Avian influenza A(H7N9) in China
A novel influenza A avian influenza virus, A(H7N9), was identified in China in March 2013, causing severe illness in humans. This is the first time that human infection with a low pathogenic avian influenza A virus has been associated with fatal outcome in humans. Since then, cases continue to be reported in China.
Highly pathogenic avian influenza A(H5N1)
Since 1997 a new and more lethal strain of HPAI viruses – A(H5N1) have affected poultry, initially in the Far East and later in Europe, Middle East and Africa. After 2003 it appeared in many Asian countries causing very large outbreaks in birds and a small number of severe human infections.
Occasionally, A(H5N1) infects humans in contact with infected poultry, and causes severe disease in humans. The A(H5N1) virus has not established in poultry in Europe because of high levels of biosafety. The A(H5N1) virus has not adapted to be able to infect humans easily or to transmit from person to person efficiently.
Pandemic Potential of avian influenza viruses: A(H5N1) as an example
Each novel influenza has to be evaluated for its potential to cause severe disease, a pandemic or both.
There is a possibility of an avian influenza virus, for example, the A(H5N1), adapting to humans and causing a pandemic. To date that adaptation has not been observed. Particularly, risk of a pandemic could arise through recombination with circulating well-adapted (human) viruses through dual infections in humans and other mammals that could produce a pandemic strain.
In relation to humans, A(H5N1) can be characterized as follows:
• Influenza virus type A(H5N1) is a group of avian (bird) viruses that are highly pathogenic and very infectious for a number of bird species including most poultry species kept domestically by humans.
• As an influenza virus A(H5N1) to date is poorly adapted to the human species so that it only rarely infects those who become infected.
• For those few people that do become infected the virus can be highly pathogenic. The mortality rate is significant.
• Also reflecting its poor adaptation to humans, H5N1 viruses generally do not transmit on easily from one infected person to another human. Though human to human transmission has occurred it has been inefficient.
• The above points all have the caveat that H5N1 viruses are mutating and evolving constantly. Like all influenza viruses they can also change abruptly by recombination - exchanging genetic material with other influenza viruses. Though there have been no obvious changes in the behaviour of H5N1 viruses in humans or animals since they emerged in the 1990s there remains the possibility that they could change, and suddenly, for example, be transmitting more efficiently among humans or becoming less pathogenic for humans or birds.
Avian Influenza A(H5N8) in poultry
In November 2014, outbreaks of highly pathogenic avian influenza virus A(H5N8) in poultry were announced by several European countries.

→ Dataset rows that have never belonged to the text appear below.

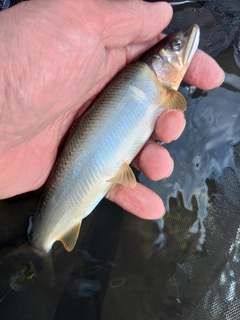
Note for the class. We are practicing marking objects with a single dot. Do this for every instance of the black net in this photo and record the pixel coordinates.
(186, 265)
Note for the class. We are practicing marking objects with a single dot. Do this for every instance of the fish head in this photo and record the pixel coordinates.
(170, 58)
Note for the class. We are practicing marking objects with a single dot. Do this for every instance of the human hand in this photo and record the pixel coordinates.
(58, 55)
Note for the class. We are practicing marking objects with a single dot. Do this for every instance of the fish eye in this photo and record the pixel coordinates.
(176, 44)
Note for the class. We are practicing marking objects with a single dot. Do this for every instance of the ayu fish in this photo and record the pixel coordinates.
(104, 142)
(109, 135)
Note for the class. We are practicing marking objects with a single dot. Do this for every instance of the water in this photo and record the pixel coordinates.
(184, 266)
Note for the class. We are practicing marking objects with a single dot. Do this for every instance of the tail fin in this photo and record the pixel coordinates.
(30, 266)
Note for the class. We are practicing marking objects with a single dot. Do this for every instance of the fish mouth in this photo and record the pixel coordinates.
(192, 43)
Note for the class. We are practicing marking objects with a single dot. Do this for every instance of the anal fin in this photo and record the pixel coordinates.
(124, 176)
(174, 101)
(69, 239)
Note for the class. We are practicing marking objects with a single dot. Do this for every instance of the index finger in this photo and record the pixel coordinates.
(204, 72)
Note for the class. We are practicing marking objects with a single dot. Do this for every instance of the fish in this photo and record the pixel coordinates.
(107, 137)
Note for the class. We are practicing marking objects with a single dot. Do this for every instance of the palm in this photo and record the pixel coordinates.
(58, 68)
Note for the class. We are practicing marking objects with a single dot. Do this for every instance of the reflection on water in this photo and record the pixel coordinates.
(184, 266)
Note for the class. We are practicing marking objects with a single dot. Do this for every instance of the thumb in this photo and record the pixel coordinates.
(133, 21)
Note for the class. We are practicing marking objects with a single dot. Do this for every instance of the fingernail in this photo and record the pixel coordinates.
(223, 77)
(181, 130)
(171, 169)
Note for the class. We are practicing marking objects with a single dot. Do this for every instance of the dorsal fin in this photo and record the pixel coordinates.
(69, 239)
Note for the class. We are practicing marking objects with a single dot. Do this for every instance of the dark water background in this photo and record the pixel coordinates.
(184, 266)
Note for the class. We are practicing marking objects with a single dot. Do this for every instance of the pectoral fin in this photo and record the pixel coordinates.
(69, 239)
(124, 176)
(174, 100)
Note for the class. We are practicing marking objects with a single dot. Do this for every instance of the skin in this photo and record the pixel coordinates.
(56, 57)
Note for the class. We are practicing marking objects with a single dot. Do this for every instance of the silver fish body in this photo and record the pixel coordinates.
(106, 139)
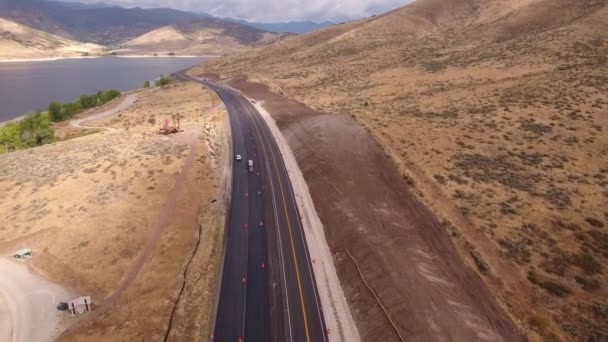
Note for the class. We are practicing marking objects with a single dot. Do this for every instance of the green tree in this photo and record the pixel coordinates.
(69, 109)
(55, 111)
(36, 129)
(87, 101)
(163, 81)
(107, 95)
(10, 137)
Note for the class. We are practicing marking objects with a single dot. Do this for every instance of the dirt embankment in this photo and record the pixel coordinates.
(415, 277)
(117, 214)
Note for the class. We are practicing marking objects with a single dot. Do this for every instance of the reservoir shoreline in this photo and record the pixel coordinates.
(30, 85)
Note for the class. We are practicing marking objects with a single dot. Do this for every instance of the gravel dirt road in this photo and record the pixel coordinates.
(27, 304)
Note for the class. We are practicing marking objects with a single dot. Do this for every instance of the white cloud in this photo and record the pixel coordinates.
(271, 10)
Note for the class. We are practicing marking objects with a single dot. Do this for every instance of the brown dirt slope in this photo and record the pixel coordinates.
(496, 114)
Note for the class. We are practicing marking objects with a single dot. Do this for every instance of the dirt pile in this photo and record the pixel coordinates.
(495, 113)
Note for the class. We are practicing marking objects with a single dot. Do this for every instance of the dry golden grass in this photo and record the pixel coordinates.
(19, 41)
(497, 113)
(88, 206)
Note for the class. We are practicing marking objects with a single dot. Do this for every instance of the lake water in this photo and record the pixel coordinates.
(26, 86)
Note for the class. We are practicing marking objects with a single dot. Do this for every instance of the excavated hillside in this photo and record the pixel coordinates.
(496, 113)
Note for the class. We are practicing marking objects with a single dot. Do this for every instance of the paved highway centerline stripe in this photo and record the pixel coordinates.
(303, 305)
(280, 243)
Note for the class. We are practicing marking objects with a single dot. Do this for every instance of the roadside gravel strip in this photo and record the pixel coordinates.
(126, 103)
(338, 318)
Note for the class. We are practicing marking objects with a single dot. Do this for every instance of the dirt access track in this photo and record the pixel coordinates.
(395, 261)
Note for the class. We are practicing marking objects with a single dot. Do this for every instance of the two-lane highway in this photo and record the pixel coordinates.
(263, 213)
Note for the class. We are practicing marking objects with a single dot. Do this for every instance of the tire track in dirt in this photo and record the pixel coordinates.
(153, 238)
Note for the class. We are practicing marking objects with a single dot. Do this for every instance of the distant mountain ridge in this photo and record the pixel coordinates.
(19, 41)
(298, 27)
(112, 25)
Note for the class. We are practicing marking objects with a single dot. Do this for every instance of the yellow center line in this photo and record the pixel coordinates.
(293, 250)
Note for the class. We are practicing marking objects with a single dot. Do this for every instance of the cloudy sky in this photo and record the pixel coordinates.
(271, 10)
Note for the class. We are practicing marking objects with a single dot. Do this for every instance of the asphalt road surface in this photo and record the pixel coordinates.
(268, 290)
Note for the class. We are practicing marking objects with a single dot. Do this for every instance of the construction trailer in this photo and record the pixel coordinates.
(169, 127)
(80, 305)
(23, 254)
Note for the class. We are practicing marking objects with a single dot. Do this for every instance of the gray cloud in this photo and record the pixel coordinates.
(271, 10)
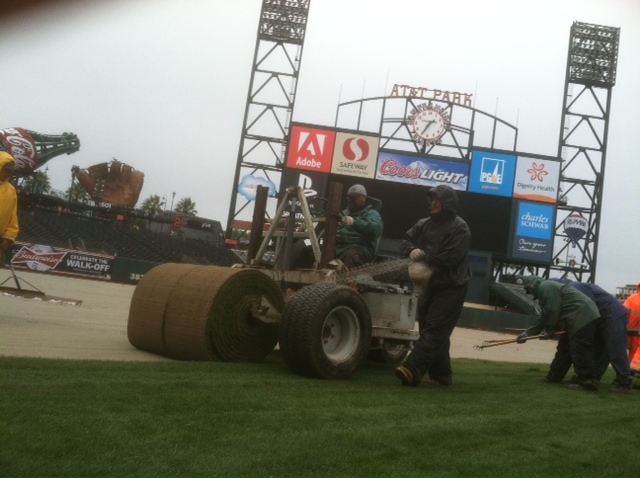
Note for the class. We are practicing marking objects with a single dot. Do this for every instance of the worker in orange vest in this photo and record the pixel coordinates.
(633, 304)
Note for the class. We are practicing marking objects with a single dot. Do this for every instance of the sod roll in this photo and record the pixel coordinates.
(207, 313)
(145, 326)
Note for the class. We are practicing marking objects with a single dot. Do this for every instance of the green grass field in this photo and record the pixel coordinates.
(63, 418)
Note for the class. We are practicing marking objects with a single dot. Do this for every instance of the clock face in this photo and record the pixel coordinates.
(429, 125)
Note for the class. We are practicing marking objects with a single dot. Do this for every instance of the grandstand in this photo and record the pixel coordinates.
(50, 221)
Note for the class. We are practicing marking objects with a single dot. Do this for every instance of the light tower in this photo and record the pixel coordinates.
(590, 77)
(270, 102)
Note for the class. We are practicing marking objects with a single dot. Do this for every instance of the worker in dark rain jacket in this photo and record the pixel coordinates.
(442, 242)
(564, 308)
(613, 333)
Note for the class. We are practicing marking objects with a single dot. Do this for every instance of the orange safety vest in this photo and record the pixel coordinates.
(633, 304)
(635, 361)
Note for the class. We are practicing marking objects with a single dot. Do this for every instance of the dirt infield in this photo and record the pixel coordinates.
(97, 328)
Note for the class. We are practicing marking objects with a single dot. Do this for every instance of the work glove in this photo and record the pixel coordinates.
(347, 220)
(416, 255)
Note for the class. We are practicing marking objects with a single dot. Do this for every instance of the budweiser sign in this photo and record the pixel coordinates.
(38, 258)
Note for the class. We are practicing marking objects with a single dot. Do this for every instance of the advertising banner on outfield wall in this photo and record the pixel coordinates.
(311, 149)
(537, 180)
(492, 173)
(533, 232)
(355, 155)
(42, 258)
(406, 169)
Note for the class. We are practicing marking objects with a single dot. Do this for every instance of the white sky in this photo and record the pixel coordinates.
(162, 84)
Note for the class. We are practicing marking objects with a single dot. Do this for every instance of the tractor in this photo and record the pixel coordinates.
(326, 320)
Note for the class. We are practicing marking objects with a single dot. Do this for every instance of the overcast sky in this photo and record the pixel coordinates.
(162, 84)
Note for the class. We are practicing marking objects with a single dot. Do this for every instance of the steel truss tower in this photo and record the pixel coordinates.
(590, 77)
(270, 101)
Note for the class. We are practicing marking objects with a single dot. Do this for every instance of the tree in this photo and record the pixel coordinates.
(77, 193)
(153, 205)
(186, 207)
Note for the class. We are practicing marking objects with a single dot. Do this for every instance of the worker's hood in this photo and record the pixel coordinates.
(532, 284)
(6, 158)
(447, 196)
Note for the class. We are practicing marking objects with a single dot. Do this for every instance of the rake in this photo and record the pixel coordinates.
(495, 343)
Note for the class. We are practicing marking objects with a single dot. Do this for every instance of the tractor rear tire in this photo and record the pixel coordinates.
(325, 331)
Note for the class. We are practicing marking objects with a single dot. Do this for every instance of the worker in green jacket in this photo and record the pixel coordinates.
(565, 309)
(360, 228)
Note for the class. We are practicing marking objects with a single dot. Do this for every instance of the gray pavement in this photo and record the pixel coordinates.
(97, 328)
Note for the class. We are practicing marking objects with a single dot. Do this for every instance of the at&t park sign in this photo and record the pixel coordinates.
(463, 99)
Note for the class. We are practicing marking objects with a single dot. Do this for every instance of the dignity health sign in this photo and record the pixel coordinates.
(537, 180)
(533, 236)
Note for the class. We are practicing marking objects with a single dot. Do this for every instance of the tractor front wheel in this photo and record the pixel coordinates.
(325, 331)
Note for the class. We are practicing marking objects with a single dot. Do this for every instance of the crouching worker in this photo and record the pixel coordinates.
(358, 234)
(8, 205)
(564, 308)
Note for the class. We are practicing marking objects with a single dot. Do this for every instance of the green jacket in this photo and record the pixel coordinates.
(365, 231)
(563, 307)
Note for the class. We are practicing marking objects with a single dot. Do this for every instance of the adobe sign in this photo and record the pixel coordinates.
(311, 149)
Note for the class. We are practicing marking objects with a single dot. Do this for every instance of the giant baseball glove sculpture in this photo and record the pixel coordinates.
(115, 183)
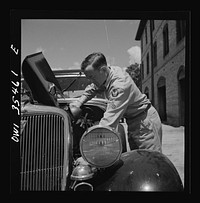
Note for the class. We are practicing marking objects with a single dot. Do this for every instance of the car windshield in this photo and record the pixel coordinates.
(72, 83)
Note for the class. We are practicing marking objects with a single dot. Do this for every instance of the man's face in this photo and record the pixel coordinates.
(95, 76)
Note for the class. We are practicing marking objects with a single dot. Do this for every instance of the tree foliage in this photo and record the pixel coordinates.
(135, 73)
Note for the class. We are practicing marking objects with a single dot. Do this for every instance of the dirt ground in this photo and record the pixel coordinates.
(173, 146)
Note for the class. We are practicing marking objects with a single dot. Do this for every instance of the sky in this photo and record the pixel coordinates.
(65, 43)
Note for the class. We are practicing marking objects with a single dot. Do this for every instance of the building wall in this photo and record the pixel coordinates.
(167, 67)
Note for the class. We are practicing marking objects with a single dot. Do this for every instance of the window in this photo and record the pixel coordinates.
(155, 54)
(180, 30)
(142, 70)
(165, 40)
(153, 25)
(147, 63)
(146, 34)
(141, 44)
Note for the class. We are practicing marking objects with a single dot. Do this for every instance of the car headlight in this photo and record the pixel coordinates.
(100, 146)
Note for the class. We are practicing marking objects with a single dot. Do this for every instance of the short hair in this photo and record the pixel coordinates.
(97, 60)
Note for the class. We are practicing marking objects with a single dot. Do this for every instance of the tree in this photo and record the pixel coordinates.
(135, 73)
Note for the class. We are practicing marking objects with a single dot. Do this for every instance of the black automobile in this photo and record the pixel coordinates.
(53, 139)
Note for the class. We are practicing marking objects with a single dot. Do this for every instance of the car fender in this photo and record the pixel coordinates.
(143, 170)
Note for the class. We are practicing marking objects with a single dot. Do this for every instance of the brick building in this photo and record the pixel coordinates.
(163, 67)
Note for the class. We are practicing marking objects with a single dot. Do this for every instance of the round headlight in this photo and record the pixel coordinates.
(100, 146)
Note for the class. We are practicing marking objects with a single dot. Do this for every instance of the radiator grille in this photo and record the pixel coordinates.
(42, 152)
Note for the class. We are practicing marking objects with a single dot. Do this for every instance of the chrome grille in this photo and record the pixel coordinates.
(42, 152)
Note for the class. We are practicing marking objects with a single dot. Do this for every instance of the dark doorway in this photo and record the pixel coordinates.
(182, 101)
(161, 85)
(181, 94)
(162, 103)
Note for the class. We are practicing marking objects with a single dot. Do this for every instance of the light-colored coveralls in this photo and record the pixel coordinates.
(125, 99)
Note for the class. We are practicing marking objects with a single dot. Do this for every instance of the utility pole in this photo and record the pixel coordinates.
(152, 61)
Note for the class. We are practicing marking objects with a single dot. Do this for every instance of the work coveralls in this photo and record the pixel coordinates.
(125, 99)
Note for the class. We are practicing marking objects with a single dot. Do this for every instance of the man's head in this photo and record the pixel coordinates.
(94, 67)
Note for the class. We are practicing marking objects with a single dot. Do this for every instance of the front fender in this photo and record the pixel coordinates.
(143, 170)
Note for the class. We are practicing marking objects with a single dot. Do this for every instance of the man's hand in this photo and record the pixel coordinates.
(75, 109)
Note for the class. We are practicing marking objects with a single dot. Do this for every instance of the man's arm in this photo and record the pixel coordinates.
(118, 102)
(90, 92)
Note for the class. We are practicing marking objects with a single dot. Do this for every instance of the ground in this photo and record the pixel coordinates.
(173, 147)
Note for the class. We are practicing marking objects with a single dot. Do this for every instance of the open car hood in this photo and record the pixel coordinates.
(39, 77)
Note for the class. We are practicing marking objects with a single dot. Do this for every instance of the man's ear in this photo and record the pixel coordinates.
(103, 68)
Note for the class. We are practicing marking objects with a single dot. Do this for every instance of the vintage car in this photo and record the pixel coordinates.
(53, 138)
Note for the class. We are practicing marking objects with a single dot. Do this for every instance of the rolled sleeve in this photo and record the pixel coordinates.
(89, 93)
(117, 105)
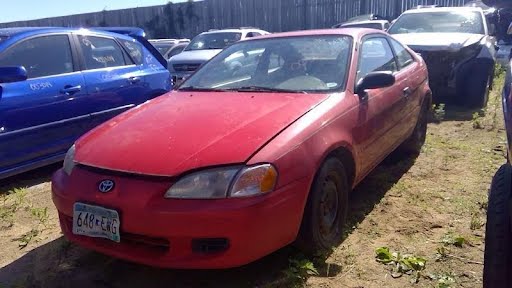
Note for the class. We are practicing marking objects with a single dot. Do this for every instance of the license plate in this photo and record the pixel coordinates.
(94, 221)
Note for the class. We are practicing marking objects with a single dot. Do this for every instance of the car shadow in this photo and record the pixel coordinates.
(30, 178)
(62, 264)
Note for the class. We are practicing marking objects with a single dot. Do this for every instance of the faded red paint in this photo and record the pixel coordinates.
(184, 131)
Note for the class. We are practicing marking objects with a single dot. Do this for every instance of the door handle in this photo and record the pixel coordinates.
(134, 80)
(70, 90)
(407, 92)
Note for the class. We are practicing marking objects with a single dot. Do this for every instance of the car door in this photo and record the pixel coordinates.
(41, 117)
(414, 78)
(380, 112)
(114, 82)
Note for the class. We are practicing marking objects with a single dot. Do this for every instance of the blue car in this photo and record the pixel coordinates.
(58, 83)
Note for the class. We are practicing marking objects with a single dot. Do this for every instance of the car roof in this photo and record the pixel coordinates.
(365, 22)
(353, 32)
(19, 31)
(231, 30)
(443, 9)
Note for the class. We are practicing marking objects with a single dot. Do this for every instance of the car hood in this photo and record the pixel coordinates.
(182, 131)
(199, 56)
(438, 41)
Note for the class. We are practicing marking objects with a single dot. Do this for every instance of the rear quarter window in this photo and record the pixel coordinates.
(134, 49)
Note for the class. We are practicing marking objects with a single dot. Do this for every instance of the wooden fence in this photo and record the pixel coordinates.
(190, 18)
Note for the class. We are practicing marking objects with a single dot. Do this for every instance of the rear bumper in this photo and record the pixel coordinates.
(166, 233)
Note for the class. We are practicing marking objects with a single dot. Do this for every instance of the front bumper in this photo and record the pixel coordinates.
(166, 232)
(449, 71)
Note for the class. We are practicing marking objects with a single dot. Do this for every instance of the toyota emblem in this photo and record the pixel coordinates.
(106, 186)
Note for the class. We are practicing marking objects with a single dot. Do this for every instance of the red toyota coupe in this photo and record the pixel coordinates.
(258, 149)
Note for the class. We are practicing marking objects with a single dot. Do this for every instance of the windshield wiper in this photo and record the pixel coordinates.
(265, 89)
(202, 89)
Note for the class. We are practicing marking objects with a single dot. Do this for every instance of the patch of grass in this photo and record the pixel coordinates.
(299, 269)
(402, 264)
(453, 239)
(477, 121)
(40, 214)
(26, 238)
(476, 222)
(445, 280)
(439, 111)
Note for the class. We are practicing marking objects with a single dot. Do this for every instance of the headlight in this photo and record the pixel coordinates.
(221, 183)
(255, 180)
(69, 161)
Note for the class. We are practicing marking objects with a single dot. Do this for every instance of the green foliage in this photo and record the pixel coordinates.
(299, 269)
(453, 239)
(41, 214)
(402, 264)
(477, 121)
(443, 280)
(26, 238)
(439, 111)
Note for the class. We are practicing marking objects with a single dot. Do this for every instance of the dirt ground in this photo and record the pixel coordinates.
(426, 207)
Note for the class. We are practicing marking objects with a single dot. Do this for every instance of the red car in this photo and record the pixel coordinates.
(258, 149)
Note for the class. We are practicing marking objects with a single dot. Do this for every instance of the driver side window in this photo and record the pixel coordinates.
(41, 56)
(376, 55)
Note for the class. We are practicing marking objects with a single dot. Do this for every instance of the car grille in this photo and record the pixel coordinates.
(186, 67)
(440, 65)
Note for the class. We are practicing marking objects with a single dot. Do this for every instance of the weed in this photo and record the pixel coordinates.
(299, 269)
(443, 280)
(439, 111)
(442, 254)
(406, 264)
(477, 121)
(26, 238)
(453, 239)
(476, 222)
(19, 197)
(41, 214)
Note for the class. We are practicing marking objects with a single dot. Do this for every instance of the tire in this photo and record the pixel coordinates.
(413, 144)
(326, 209)
(477, 91)
(498, 233)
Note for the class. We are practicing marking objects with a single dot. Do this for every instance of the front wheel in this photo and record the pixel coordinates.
(498, 234)
(477, 90)
(326, 209)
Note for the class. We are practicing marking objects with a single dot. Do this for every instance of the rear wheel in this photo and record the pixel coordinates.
(498, 233)
(326, 209)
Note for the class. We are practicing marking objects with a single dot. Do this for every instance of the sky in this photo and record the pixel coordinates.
(15, 10)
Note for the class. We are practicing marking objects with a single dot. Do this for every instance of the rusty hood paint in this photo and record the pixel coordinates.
(182, 131)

Previously, this virus has been detected among wild birds in south-east Asia and has caused several outbreaks on poultry farms there.
No human infection with this virus has ever been reported world-wide. The risk of transmission of the virus to the general public is extremely low.
Ongoing monitoring and testing of wild birds and domestic poultry in the EU is important to detect and prevent further spread of this virus that is highly pathogenic to poultry and other farmed birds.